Thursday, August 04, 2005

I've just been too...overworked to post. I know, I know, you're saying, how can a person who sets their own schedule, who has time to exercise, cook meals and have a meaningful relationship with her husband possibly be overworked? It's more of that mental drain I was talking about earlier. I'm up at six, sometimes earlier, if I'm not stuck in a dream about being impregnated by strange test-tube babies that looke like cabbage patch dolls (sorry). By one, I've worked seven hours straight at my computer, stopping only long enough to eat some oatmeal or yogurt. In that time I've likely edited and written and my eyes are bloodshot and my neck kinked.

Okay, wait a minute...I didn't come here to whine.

I came here to report on all the great things of late...the Night Train reading, which, although the audience wasn't as packed as I had hoped, was a fabulous slate of readers including novelists Bruce Bauman, Michelle Richmond and Sue Henderson, and the funny, wry Dave Fromm, whose work appeared in Night Train Three. It's funny though how I find myself drawn less and less to hosting in this public way. It's not that I can't pull it out--I can--but I used to crave it, and now I do it when I have to. I would like more opportunities to read my own work, though.

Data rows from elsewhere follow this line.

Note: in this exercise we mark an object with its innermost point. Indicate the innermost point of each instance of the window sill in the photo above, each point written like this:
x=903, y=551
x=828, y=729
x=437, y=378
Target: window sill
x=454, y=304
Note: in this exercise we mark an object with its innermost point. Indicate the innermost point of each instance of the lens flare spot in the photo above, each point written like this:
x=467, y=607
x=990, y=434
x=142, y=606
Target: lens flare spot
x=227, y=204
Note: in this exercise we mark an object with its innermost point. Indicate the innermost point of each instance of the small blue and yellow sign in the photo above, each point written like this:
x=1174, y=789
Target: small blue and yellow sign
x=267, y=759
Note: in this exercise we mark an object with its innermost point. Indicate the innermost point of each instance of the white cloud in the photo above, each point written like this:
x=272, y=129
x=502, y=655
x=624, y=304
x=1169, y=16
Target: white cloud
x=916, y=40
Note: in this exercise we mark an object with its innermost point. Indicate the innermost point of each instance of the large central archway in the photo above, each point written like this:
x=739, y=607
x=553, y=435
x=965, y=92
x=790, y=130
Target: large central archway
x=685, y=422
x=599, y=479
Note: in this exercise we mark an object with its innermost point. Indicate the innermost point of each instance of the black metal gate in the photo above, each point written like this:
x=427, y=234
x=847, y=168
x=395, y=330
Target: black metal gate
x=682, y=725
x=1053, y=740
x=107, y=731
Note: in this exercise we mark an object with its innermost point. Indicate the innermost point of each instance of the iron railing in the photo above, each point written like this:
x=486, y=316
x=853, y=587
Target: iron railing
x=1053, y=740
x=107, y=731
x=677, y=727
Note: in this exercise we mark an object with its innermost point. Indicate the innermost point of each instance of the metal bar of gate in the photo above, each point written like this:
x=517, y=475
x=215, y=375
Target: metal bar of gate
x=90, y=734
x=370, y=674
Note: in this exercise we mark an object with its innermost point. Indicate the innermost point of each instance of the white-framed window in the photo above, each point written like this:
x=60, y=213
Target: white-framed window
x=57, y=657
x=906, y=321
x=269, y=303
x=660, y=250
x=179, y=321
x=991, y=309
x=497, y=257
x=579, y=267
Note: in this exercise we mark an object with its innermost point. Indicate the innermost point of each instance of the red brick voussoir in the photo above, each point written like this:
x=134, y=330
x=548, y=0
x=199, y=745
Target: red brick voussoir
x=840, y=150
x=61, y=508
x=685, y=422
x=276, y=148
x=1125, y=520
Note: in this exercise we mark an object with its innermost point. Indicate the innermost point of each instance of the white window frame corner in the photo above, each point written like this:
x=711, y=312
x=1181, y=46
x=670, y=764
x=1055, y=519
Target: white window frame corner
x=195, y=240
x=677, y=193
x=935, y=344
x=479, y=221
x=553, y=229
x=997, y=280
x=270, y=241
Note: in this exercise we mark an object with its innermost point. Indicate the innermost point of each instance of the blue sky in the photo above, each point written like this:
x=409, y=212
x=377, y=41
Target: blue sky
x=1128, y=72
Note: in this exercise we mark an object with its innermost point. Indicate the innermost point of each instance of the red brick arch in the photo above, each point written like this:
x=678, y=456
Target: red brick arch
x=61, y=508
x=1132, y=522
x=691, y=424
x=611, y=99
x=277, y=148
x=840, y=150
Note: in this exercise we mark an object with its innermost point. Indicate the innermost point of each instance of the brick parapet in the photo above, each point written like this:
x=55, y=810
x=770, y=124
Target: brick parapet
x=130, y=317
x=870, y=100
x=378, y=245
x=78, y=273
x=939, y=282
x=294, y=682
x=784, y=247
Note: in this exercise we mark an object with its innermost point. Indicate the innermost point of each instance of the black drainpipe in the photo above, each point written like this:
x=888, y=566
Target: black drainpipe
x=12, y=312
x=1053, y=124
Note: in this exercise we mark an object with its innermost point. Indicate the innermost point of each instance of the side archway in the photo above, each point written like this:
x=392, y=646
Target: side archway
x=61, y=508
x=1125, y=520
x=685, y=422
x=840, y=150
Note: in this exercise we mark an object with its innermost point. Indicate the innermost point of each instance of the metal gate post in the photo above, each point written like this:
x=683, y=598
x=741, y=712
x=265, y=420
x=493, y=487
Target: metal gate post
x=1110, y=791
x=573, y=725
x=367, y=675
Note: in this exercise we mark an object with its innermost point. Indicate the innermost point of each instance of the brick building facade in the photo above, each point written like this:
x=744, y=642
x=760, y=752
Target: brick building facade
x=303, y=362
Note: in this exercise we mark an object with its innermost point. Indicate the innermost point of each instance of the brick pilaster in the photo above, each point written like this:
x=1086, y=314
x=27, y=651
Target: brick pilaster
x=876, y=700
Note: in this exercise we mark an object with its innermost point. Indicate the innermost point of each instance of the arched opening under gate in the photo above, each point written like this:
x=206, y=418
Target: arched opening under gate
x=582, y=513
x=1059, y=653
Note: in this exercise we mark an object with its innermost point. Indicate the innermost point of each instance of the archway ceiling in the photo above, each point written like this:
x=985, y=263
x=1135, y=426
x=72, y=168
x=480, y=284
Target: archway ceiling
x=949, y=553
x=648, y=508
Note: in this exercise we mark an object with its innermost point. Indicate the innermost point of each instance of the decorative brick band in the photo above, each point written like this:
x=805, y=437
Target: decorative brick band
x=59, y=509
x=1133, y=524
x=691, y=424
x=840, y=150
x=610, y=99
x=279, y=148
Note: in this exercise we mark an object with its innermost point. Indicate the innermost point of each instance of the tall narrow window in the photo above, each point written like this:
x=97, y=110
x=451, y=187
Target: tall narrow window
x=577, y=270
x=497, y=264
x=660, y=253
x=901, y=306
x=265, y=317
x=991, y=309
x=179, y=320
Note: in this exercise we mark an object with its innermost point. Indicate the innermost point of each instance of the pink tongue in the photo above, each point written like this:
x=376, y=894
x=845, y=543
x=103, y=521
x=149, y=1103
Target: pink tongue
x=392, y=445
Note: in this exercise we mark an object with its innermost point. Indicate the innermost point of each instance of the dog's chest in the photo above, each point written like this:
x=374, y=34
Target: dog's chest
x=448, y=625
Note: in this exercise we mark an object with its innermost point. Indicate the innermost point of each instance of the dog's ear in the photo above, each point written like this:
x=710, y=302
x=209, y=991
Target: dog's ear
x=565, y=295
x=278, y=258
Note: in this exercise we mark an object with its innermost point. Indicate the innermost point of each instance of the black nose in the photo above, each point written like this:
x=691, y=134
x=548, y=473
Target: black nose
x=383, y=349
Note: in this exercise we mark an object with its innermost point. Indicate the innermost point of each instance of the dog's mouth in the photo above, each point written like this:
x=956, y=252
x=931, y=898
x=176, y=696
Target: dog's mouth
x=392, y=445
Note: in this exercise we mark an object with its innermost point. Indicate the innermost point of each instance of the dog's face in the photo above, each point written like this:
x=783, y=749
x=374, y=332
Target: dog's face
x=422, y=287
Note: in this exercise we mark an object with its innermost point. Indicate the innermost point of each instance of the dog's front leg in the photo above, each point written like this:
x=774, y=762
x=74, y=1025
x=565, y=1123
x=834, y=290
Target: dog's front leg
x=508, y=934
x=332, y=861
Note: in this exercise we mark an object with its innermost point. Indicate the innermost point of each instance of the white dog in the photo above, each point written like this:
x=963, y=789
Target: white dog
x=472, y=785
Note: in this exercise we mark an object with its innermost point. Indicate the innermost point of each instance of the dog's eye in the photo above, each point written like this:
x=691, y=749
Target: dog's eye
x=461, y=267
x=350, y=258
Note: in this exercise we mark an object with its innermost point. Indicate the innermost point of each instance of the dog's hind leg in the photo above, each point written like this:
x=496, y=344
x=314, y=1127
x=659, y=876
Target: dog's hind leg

Then of course, the episode of Word by Word I FORGOT to post about, but which will be archived in the next two weeks featuring Ingrid Hill and Roxana Robinson. It's one you won't want to miss! It was

My good friend E. moved to NY on Tuesday and I already miss her. She lived down the block from me, and so now when I pass by her place I get rather sad. But I know she's going to have a blast and become a world-famous journalist, so I can't be too sad, because she's going to be so much happier and she's the type who stays in touch with her friends no matter where they are in the world. Then, coincidentally, the last day E. and I went out to lunch before she left, to a joint I almost never frequent, I ran into my friend W. Now what's weird about this is that I haven't seen W. in TWO YEARS, but I think about her all the time. And, I'd been having hallucinations, thinking I saw her all over town but "she" turned out to be just another person who looked like her. So when it really was her, I couldn't believe my eyes. And she's turned up just as I was feeling lonely, and we've been taking walks and having those good, soul-satisfying deep talks that I crave so much. It's really good to see her. She's in town for another two weeks and staying in walking distance around the corner from my house, which is really cool. I'm remembering how important it is to have these soulful friend connections. It's also making me think how strange timing is, and how hard it is not to believe in some kind of providence or created reality.

My article in The Writer magazine is finally out on stands now. It's the September issue, but it's out now. This is my first national publication.

Becca and I are making steady progress on our book for writers and will be teaching our first workshop with exercises based on the book in September at the Sebastopol Center for the Arts (September 24th, 11-4). It's very exciting to collaborate on a project that feels like it really could have wings. We're already setting up dates for next year's Wellspring retreat (May) and I am so looking forward to seeing where this all leads.

I've been forcing myself through crappy chapters of my novel just to get finished so that I can start shaping it up and let some smart people read it...

And that's all for today's boring update. Except that yesterday I hiked in what appeared to be dry, dry woods, and W. and I were attacked by mosquitos the size of bluejays. We couldn't figure it out, and then we rounded a bend and there was a huge, festering lagoon of standing water. We broke into a run, but I literally have mosquito bites the size of quarters...it's horrid!